Le 20 septembre 2024, une ordonnance autorisant le syndicat SNPEFP-CGT à assigner à jour fixe a été rendue. La société SFEF et le CSE de la société SFEF ont été assignés par actes du 26 septembre 2024.
PRÉTENTIONS DES PARTIES :
Par dernières conclusions transmises par RPVA du 08 novembre 2024, le Syndicat National des Personnels de l’Enseignement et de la Formation Privés (SNPEFP-CGT, ci-après 'le Syndicat') demande à la cour de :
'RECEVOIR le Syndicat National CGT des Personnels de l’Enseignement et de la Formation
Privés en son appel et le déclarer bien-fondé
Y faisant droit,
A TITRE LIMINAIRE, DÉCLARER recevable le moyen nouveau soulevé par le Syndicat SNPEFP concernant les effectifs de la Société SFEF (cf. pages 12 à 14 des conclusions communiquées le 4 novembre 2024) ainsi que les pièces numérotées 34 à 36.

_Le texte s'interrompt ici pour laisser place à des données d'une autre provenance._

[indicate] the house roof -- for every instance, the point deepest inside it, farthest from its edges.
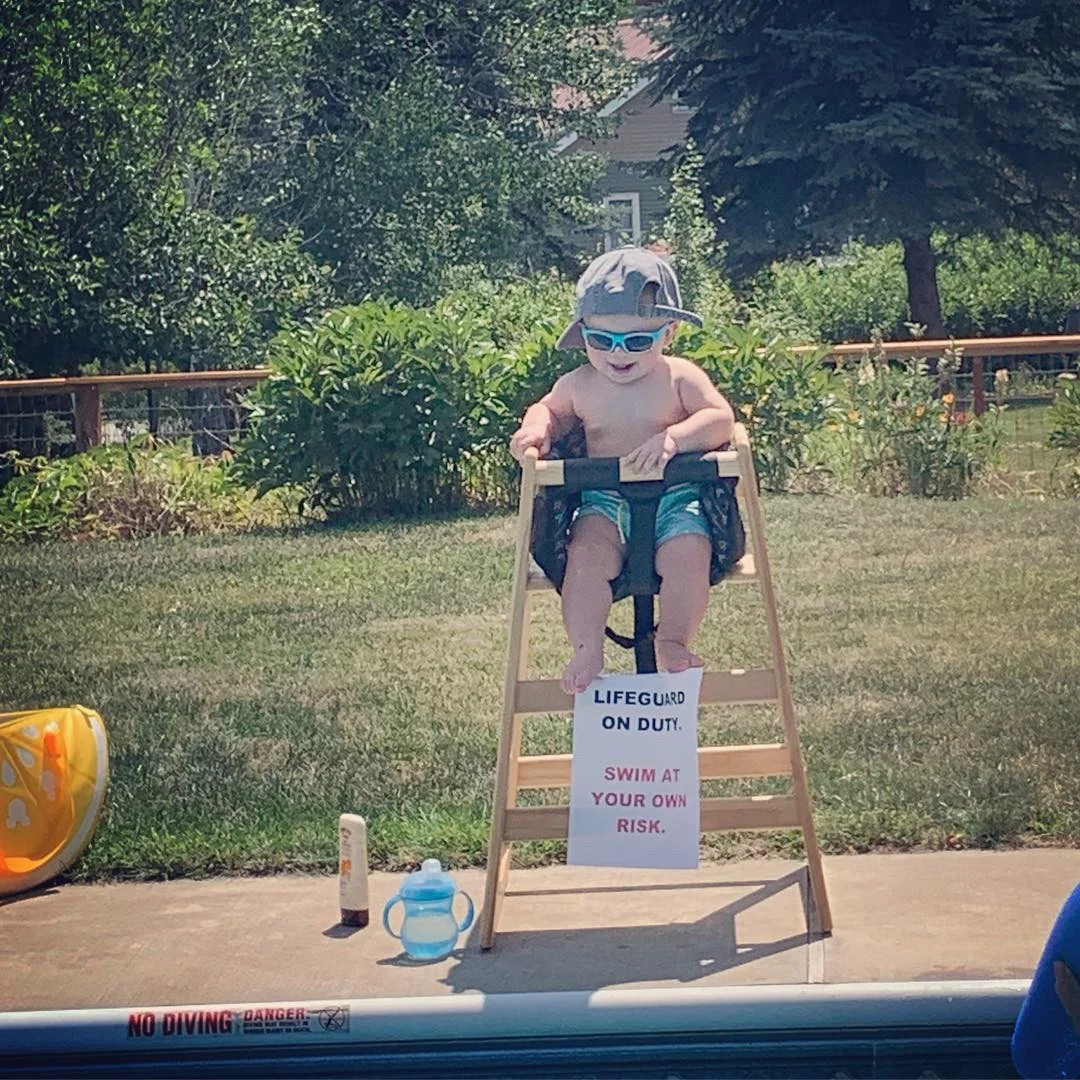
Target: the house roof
(638, 48)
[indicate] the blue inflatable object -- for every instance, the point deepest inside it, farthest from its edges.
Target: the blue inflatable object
(1047, 1038)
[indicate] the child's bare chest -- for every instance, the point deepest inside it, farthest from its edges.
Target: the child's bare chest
(619, 418)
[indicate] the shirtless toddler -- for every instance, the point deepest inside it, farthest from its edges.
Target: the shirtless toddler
(637, 404)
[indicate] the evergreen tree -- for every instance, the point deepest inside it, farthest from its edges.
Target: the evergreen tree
(827, 120)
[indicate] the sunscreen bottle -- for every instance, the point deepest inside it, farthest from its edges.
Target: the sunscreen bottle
(352, 869)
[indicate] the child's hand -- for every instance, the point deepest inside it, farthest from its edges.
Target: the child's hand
(652, 454)
(529, 435)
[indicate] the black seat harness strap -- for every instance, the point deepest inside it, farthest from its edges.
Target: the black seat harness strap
(644, 498)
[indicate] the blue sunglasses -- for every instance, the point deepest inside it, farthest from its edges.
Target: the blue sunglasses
(631, 341)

INFIRMER l’ordonnance entreprise en ce qu’elle a :
— DECLARE irrecevable le syndicat SNPEFP-CGT en ses demandes tendant à :
— Ordonner la SOCIETE FRANÇAISE D’ETUDE ET DE FORMATION (SFEF) et au CSE de suspendre la décision du CSE du 26 juillet 2024 et les éventuelles suivantes en raison de l’obstruction, de la précipitation de la consultation et du défaut de composition du CSE ;
— Ordonner la reprise de la consultation préalable au licenciement économique avec un CSE valablement composé ;
— Ordonner à la SOCIETE FRANÇAISE D’ETUDE ET DE FORMATION (SFEF) de suspendre le licenciement économique collectif engagé par la société ;
— DEBOUTE le syndicat de sa demande tendant à :
— Ordonner à la SOCIETE FRANÇAISE D’ETUDE ET DE FORMATION (SFEF) d’organiser des élections partielles du CSE pour nommer un membre titulaire et deux suppléants ;
— CONDAMNE le syndicat SNPEFP-CGT aux dépens et à payer à la SOCIETE FRANÇAISE D’ETUDE ET DE FORMATION (SFEF) la somme de 2.000 euros en application des dispositions de l’article 700 du C.P.C.
Statuant à nouveau,
Ordonner à la société SOCIETE FRANÇAISE D’ÉTUDE ET DE FORMATION (SFEF) d’organiserdes élections partielles du CSE pour nommer un membre titulaire et deux suppléants.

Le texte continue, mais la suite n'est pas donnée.